NAME

smart_ - Munin wildcard-plugin to monitor S.M.A.R.T. attribute values through smartctl

APPLICABLE SYSTEMS

Node with Python interpreter and smartmontools (http://smartmontools.sourceforge.net/) installed and in function.

CONFIGURATION

Create link in service directory

To monitor a S.M.A.R.T device, create a link in the service directory of the munin-node named smart_<device>, which is pointing to this file.

E.g.

ln -s /usr/share/munin/plugins/smart_ /etc/munin/plugins/smart_hda

...will monitor /dev/hda.

Grant privileges in munin-node

The plugin must be run under high privileged user root, to get access to the raw device.

So following minimal configuration in plugin-conf.d/munin-node is needed.

  [smart_*]
  user root
  group disk

Set Parameter if needed

  smartpath     - Specify path to smartctl program (Default: /usr/sbin/smartctl)
  smartargs     - Override '-a' argument passed to smartctl with '-A -i'+smartargs
  ignorestandby - Ignore the standby state of the drive and perform SMART query.

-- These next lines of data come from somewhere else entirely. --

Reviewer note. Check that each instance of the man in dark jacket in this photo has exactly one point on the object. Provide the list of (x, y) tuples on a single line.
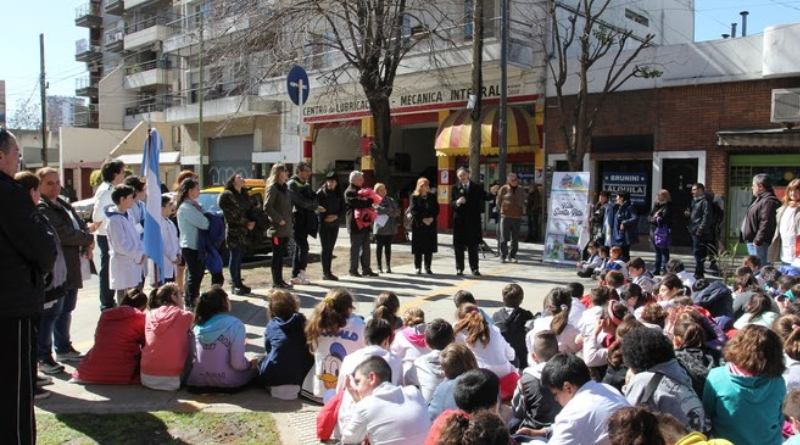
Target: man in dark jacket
[(304, 215), (76, 240), (27, 253), (329, 197), (359, 237), (761, 219), (701, 226), (468, 200)]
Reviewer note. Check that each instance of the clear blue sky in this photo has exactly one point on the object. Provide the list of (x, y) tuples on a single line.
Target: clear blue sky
[(24, 20)]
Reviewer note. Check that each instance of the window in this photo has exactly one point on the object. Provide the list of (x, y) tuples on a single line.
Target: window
[(638, 18)]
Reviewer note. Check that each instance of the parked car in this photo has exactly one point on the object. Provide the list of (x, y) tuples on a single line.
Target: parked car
[(209, 201)]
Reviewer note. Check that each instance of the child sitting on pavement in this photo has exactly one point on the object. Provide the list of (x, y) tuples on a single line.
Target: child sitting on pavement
[(219, 365), (333, 331), (511, 321), (168, 337), (288, 359), (409, 343), (533, 406), (118, 342), (427, 372), (490, 348)]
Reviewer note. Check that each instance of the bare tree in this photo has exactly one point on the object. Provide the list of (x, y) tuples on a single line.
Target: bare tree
[(26, 115), (345, 42), (595, 39)]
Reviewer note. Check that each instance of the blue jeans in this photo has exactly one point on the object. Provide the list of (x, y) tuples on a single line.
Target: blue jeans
[(759, 251), (46, 327), (63, 341), (235, 265), (107, 300)]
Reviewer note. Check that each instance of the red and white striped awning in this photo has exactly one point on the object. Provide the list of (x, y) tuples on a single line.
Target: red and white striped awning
[(454, 132)]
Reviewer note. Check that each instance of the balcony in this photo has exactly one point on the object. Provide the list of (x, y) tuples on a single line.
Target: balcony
[(132, 4), (86, 86), (114, 7), (114, 39), (145, 33), (152, 112), (89, 15), (86, 117), (223, 108), (88, 50), (184, 33), (154, 72)]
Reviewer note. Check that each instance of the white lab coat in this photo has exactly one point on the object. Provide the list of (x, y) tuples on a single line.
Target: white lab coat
[(126, 249)]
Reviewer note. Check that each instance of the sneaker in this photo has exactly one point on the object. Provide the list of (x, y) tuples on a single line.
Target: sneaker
[(239, 291), (43, 380), (40, 394), (70, 356), (50, 367)]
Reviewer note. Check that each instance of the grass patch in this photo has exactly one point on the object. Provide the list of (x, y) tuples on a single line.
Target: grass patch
[(158, 428)]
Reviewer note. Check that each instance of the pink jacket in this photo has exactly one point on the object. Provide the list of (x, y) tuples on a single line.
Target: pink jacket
[(365, 217), (168, 338), (118, 341)]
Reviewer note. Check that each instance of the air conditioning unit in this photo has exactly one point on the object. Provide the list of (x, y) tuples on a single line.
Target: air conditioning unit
[(785, 105)]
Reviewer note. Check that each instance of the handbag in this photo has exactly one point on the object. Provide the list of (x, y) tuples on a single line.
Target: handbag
[(662, 237)]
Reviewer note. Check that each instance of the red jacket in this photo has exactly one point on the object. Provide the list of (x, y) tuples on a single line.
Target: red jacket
[(168, 338), (118, 341)]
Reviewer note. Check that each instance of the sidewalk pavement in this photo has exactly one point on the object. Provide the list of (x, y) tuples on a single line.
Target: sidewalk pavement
[(296, 420)]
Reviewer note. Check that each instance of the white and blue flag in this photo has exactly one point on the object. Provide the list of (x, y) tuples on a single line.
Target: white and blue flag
[(153, 244)]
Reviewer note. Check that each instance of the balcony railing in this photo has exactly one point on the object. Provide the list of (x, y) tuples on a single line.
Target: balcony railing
[(163, 64), (157, 105), (114, 7), (87, 118), (147, 23), (86, 50)]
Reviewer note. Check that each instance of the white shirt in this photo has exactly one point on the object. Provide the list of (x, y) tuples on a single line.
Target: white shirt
[(566, 339), (584, 419), (349, 365), (102, 199), (788, 233), (390, 415), (576, 311), (495, 356)]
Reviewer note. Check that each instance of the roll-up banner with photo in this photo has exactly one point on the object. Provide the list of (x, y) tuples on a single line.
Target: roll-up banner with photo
[(567, 226)]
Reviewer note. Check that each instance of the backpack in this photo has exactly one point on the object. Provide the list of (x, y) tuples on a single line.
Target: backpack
[(408, 220), (719, 216)]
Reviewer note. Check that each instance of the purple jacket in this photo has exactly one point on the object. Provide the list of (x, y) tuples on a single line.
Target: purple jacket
[(219, 359)]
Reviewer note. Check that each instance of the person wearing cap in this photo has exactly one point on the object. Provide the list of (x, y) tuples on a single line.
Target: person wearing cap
[(330, 197), (304, 217)]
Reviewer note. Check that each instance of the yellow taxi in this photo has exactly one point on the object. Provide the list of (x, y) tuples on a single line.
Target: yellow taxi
[(209, 198)]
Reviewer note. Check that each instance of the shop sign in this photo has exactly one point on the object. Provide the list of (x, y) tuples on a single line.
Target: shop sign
[(411, 98), (567, 230), (633, 183)]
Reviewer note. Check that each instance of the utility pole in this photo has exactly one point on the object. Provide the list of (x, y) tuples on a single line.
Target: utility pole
[(477, 94), (201, 92), (503, 91), (43, 88)]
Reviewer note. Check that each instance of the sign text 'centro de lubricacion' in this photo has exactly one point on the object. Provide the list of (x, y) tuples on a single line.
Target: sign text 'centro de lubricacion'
[(407, 100)]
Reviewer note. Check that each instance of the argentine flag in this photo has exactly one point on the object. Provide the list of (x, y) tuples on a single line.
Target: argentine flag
[(153, 244)]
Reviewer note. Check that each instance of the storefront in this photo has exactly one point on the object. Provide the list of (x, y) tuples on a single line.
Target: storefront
[(775, 152)]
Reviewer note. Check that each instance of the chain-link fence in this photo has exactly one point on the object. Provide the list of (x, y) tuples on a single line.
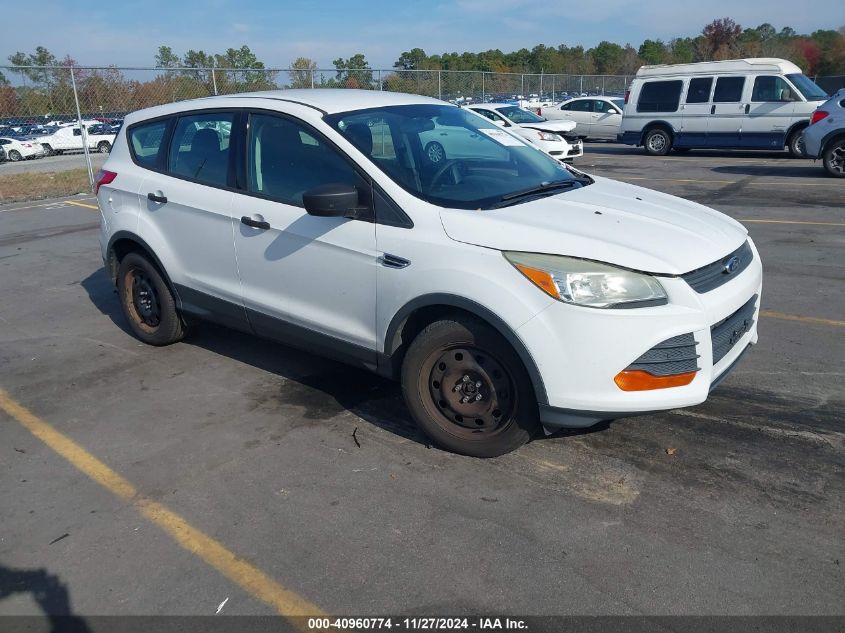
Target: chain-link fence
[(40, 106)]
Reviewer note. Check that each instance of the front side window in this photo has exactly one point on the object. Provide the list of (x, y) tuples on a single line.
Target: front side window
[(728, 89), (200, 148), (807, 87), (453, 158), (660, 96), (285, 159), (145, 141), (699, 90), (772, 88)]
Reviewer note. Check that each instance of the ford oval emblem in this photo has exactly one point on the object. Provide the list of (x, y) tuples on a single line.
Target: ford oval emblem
[(732, 264)]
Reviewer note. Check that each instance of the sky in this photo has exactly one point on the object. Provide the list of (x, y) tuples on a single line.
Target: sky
[(129, 33)]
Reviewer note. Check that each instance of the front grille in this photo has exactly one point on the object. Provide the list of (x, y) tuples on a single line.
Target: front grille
[(728, 331), (713, 275), (673, 356)]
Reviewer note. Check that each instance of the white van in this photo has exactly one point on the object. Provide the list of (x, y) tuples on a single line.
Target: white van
[(736, 104)]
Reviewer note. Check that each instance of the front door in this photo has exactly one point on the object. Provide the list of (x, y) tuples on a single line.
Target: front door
[(309, 281)]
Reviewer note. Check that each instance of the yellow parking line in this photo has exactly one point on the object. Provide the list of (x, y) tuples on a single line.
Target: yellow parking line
[(212, 552), (791, 222), (771, 314), (82, 204)]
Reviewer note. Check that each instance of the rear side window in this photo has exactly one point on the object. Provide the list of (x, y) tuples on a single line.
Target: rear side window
[(145, 142), (660, 96), (728, 89), (699, 90), (772, 88), (200, 148)]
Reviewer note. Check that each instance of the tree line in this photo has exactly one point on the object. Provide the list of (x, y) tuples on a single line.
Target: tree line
[(49, 87)]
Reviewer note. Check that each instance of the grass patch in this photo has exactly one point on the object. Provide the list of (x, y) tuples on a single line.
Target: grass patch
[(18, 187)]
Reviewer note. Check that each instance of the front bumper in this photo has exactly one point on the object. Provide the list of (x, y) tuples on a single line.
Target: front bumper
[(578, 351)]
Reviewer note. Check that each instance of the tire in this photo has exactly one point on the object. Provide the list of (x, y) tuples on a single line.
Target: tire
[(435, 153), (467, 389), (657, 142), (795, 144), (833, 158), (147, 302)]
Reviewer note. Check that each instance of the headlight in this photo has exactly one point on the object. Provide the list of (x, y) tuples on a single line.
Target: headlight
[(587, 283)]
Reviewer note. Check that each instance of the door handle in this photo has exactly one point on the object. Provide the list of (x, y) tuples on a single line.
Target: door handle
[(256, 224)]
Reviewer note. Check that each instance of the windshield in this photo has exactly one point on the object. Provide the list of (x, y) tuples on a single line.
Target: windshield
[(807, 87), (450, 157), (518, 115)]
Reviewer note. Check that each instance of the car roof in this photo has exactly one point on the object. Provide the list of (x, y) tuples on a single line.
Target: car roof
[(326, 100)]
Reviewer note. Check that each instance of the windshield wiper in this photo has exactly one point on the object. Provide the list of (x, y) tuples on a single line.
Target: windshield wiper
[(541, 188)]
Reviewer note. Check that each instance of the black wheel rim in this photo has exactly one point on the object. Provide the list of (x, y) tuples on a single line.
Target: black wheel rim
[(145, 299), (472, 392)]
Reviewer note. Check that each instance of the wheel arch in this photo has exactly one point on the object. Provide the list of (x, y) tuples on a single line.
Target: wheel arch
[(415, 315)]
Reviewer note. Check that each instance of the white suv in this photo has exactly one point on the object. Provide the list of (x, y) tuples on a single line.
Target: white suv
[(505, 290)]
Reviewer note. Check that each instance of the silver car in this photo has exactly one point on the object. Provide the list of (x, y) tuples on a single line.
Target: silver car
[(825, 136)]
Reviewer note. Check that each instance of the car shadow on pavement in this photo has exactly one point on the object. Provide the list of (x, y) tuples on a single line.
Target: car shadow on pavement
[(322, 388), (48, 592)]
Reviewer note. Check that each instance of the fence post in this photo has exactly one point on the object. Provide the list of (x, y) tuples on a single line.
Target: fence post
[(83, 131)]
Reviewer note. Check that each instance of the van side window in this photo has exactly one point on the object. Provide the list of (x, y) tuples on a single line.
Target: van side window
[(145, 142), (284, 160), (699, 90), (200, 148), (660, 96), (728, 89), (772, 88)]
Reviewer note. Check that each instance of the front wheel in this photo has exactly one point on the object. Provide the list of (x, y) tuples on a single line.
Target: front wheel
[(147, 302), (834, 158), (657, 142), (795, 144), (467, 389)]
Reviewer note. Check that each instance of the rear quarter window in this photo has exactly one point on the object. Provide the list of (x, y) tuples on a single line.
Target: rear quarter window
[(145, 142), (660, 96)]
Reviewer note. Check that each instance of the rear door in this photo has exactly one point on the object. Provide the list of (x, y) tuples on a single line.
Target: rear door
[(727, 112), (770, 110), (695, 113), (187, 206)]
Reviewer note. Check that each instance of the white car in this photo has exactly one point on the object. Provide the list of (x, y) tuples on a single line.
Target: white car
[(595, 117), (553, 137), (21, 148), (70, 139), (505, 290)]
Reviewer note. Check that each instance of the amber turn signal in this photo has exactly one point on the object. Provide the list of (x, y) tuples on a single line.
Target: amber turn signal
[(638, 380)]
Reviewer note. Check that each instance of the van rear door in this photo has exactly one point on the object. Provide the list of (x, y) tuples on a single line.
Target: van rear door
[(727, 112)]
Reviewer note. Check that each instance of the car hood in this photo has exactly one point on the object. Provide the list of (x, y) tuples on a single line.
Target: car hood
[(607, 221), (560, 125)]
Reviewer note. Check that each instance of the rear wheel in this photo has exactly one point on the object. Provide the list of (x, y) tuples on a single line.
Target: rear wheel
[(834, 158), (657, 142), (147, 302), (467, 389), (795, 144)]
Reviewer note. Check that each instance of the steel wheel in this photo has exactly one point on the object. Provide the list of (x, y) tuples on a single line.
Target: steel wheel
[(471, 390), (834, 159)]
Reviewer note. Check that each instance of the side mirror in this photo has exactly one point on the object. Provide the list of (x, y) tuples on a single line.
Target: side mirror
[(334, 200)]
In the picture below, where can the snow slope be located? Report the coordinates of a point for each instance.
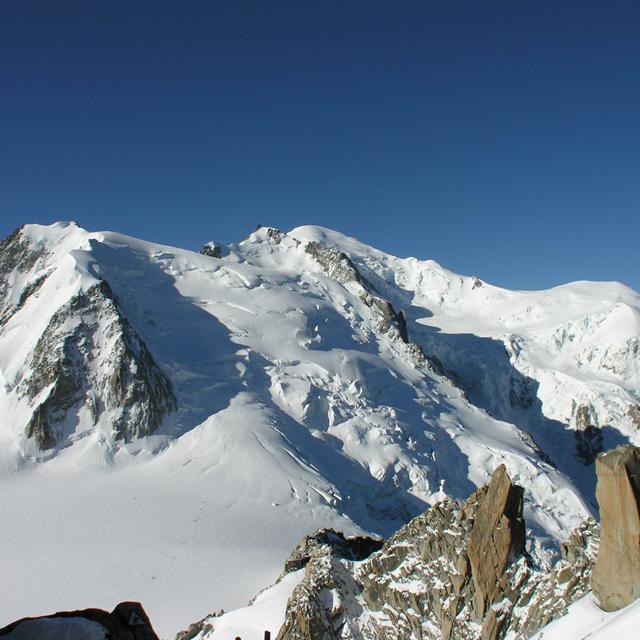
(586, 620)
(298, 404)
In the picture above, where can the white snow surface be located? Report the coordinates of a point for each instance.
(265, 613)
(294, 413)
(585, 620)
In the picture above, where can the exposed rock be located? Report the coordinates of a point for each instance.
(338, 266)
(633, 411)
(456, 572)
(128, 621)
(616, 577)
(17, 255)
(212, 249)
(497, 536)
(323, 540)
(89, 353)
(587, 434)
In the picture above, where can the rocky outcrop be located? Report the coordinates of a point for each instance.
(459, 571)
(616, 577)
(18, 256)
(325, 541)
(587, 434)
(90, 355)
(128, 621)
(212, 249)
(633, 412)
(497, 536)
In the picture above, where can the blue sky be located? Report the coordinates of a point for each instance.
(500, 138)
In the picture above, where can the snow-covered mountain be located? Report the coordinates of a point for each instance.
(173, 422)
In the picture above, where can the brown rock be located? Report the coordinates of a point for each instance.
(616, 576)
(498, 534)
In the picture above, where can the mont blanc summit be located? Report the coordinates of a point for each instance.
(175, 421)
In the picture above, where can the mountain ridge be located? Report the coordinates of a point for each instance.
(337, 386)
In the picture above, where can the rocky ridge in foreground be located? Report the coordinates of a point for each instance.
(459, 571)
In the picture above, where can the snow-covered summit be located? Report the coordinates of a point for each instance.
(295, 380)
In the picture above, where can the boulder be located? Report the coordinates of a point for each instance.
(616, 576)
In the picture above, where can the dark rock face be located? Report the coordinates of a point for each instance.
(338, 266)
(588, 436)
(90, 353)
(633, 411)
(497, 536)
(616, 577)
(456, 572)
(324, 541)
(128, 621)
(212, 249)
(17, 254)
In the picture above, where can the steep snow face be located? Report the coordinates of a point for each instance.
(287, 382)
(562, 364)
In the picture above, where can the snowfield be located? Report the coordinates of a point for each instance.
(299, 404)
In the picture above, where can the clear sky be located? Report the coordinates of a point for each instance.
(501, 139)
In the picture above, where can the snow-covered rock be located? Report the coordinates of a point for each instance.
(300, 380)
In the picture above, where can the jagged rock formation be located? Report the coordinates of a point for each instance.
(128, 621)
(633, 411)
(326, 541)
(212, 249)
(17, 256)
(497, 535)
(456, 572)
(616, 577)
(90, 354)
(338, 266)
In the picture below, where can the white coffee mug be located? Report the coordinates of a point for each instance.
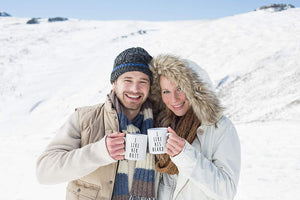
(135, 146)
(157, 139)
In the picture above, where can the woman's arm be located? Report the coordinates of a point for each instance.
(218, 177)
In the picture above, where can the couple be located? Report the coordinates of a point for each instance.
(202, 159)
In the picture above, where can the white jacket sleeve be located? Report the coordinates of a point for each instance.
(64, 159)
(218, 176)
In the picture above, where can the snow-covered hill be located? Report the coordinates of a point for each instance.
(48, 69)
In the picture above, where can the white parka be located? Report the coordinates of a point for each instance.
(209, 168)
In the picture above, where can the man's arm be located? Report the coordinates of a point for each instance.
(64, 159)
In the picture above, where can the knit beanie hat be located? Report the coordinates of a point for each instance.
(132, 59)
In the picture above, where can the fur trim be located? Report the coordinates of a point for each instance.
(189, 76)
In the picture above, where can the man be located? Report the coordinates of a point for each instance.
(88, 150)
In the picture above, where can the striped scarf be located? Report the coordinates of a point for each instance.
(144, 172)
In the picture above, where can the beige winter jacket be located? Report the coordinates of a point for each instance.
(78, 153)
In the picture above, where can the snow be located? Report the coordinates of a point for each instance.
(49, 69)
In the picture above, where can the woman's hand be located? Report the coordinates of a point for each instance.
(174, 144)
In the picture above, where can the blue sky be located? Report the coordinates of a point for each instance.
(148, 10)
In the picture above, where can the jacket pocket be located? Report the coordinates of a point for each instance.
(80, 190)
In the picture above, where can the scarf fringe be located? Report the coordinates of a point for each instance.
(140, 198)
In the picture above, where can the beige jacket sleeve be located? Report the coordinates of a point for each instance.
(65, 160)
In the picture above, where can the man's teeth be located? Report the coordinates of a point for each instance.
(134, 97)
(177, 106)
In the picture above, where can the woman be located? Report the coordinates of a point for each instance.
(202, 159)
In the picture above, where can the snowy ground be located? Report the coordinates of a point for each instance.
(48, 69)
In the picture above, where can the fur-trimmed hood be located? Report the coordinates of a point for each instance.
(194, 82)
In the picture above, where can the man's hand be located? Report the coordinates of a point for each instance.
(174, 144)
(115, 145)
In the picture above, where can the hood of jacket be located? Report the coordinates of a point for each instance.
(194, 82)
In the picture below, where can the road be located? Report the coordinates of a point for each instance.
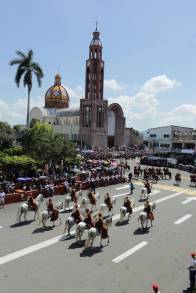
(132, 261)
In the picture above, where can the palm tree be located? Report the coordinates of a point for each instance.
(26, 69)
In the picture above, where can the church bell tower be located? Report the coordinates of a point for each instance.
(93, 108)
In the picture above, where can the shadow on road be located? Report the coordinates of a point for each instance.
(91, 251)
(141, 231)
(21, 224)
(77, 244)
(42, 229)
(123, 223)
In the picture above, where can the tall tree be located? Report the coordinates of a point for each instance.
(26, 68)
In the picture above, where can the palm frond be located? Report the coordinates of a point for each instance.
(20, 71)
(27, 80)
(15, 62)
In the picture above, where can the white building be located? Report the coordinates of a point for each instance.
(169, 137)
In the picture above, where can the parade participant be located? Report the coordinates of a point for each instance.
(128, 205)
(77, 215)
(147, 186)
(2, 198)
(108, 202)
(131, 186)
(89, 219)
(99, 223)
(155, 288)
(31, 203)
(73, 195)
(148, 210)
(52, 211)
(192, 271)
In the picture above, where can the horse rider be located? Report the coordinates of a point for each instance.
(108, 202)
(73, 195)
(147, 186)
(148, 210)
(76, 215)
(89, 219)
(128, 205)
(92, 197)
(52, 211)
(99, 223)
(32, 203)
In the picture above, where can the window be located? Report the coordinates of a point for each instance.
(87, 116)
(99, 122)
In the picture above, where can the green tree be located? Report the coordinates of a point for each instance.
(26, 68)
(6, 135)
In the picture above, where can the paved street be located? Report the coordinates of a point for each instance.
(130, 263)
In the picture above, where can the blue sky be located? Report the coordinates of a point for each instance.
(149, 49)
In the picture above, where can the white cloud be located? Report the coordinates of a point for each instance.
(159, 84)
(112, 84)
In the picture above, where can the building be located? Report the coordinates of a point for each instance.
(170, 137)
(94, 123)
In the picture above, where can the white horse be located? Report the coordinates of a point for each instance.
(24, 208)
(86, 201)
(93, 233)
(69, 223)
(45, 215)
(123, 211)
(143, 194)
(104, 207)
(143, 218)
(80, 228)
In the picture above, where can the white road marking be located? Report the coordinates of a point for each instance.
(181, 220)
(122, 187)
(140, 208)
(20, 253)
(188, 199)
(122, 194)
(130, 251)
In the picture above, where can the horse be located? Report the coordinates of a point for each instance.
(178, 179)
(93, 233)
(103, 206)
(80, 228)
(123, 211)
(45, 215)
(143, 194)
(24, 208)
(143, 217)
(86, 201)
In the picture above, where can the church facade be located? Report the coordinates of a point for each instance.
(94, 123)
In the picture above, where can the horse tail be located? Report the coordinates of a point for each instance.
(18, 213)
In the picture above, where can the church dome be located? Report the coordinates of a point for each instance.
(57, 96)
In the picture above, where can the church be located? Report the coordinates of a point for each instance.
(94, 122)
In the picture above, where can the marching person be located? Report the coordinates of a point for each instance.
(131, 186)
(89, 219)
(128, 205)
(76, 215)
(2, 198)
(31, 203)
(52, 211)
(192, 271)
(108, 202)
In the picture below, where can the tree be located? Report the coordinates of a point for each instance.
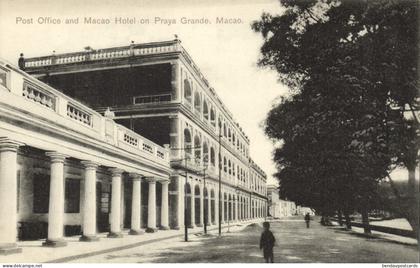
(354, 63)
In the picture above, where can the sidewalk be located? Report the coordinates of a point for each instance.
(34, 252)
(379, 235)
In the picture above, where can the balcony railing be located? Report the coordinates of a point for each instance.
(154, 99)
(103, 54)
(26, 91)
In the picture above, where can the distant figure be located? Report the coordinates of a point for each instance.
(307, 220)
(21, 62)
(267, 243)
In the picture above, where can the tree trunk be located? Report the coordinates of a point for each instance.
(410, 212)
(340, 217)
(348, 221)
(365, 221)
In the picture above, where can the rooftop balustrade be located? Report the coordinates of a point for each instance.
(32, 96)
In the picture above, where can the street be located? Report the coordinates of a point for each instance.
(295, 244)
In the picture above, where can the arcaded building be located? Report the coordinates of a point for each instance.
(65, 169)
(156, 95)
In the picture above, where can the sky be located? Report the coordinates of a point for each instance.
(227, 54)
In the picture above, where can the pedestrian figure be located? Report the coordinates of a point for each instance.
(307, 219)
(267, 243)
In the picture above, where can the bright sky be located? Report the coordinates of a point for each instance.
(226, 54)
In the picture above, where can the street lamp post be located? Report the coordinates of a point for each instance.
(204, 197)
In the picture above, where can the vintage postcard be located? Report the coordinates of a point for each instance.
(186, 131)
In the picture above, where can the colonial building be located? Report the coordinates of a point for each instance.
(279, 207)
(157, 97)
(65, 169)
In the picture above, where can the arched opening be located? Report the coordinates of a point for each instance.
(197, 204)
(212, 157)
(213, 206)
(197, 101)
(206, 206)
(188, 204)
(205, 154)
(187, 143)
(205, 110)
(197, 150)
(225, 207)
(233, 170)
(187, 91)
(230, 207)
(212, 116)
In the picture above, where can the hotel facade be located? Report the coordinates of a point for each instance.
(106, 140)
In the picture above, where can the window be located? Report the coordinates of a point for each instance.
(212, 156)
(197, 101)
(205, 110)
(212, 116)
(72, 196)
(41, 190)
(4, 77)
(187, 91)
(197, 150)
(187, 143)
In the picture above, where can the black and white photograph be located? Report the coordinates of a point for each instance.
(209, 132)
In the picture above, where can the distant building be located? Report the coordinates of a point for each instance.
(115, 138)
(279, 208)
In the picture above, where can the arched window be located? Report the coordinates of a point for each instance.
(205, 154)
(187, 90)
(212, 157)
(197, 150)
(187, 143)
(205, 110)
(212, 116)
(197, 101)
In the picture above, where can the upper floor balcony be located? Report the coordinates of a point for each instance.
(23, 93)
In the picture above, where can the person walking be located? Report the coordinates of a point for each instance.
(307, 220)
(267, 241)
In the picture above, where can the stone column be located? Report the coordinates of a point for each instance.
(239, 208)
(151, 206)
(216, 207)
(181, 203)
(8, 194)
(200, 224)
(222, 200)
(209, 207)
(192, 202)
(232, 208)
(89, 207)
(236, 207)
(56, 206)
(164, 211)
(136, 205)
(115, 215)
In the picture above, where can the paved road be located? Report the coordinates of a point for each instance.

Default: False

Parameters can be specified on a per-drive basis, eg:

  [smart_hda]
  user root
  env.smartargs -H -c -l error -l selftest -l selective -d ata
  env.smartpath /usr/local/sbin/smartctl

In particular, for SATA drives, with older versions of smartctl:

  [smart_sda]
  user root
  env.smartargs -d ata -a

  [smart_twa0-1]
  user root
  env.smartargs -H -l error -d 3ware,1
  env.ignorestandby True

  [smart_twa0-2]
  user root
  env.smartargs -H -l error -d 3ware,2

INTERPRETATION

If a device supports the Self-Monitoring, Analysis and Reporting Technology (S.M.A.R.T.) it offers readable access to the attribute table. There you find the raw value, a normalised value and a threshold (set by the vendor) for each attribute, that is supported by that device.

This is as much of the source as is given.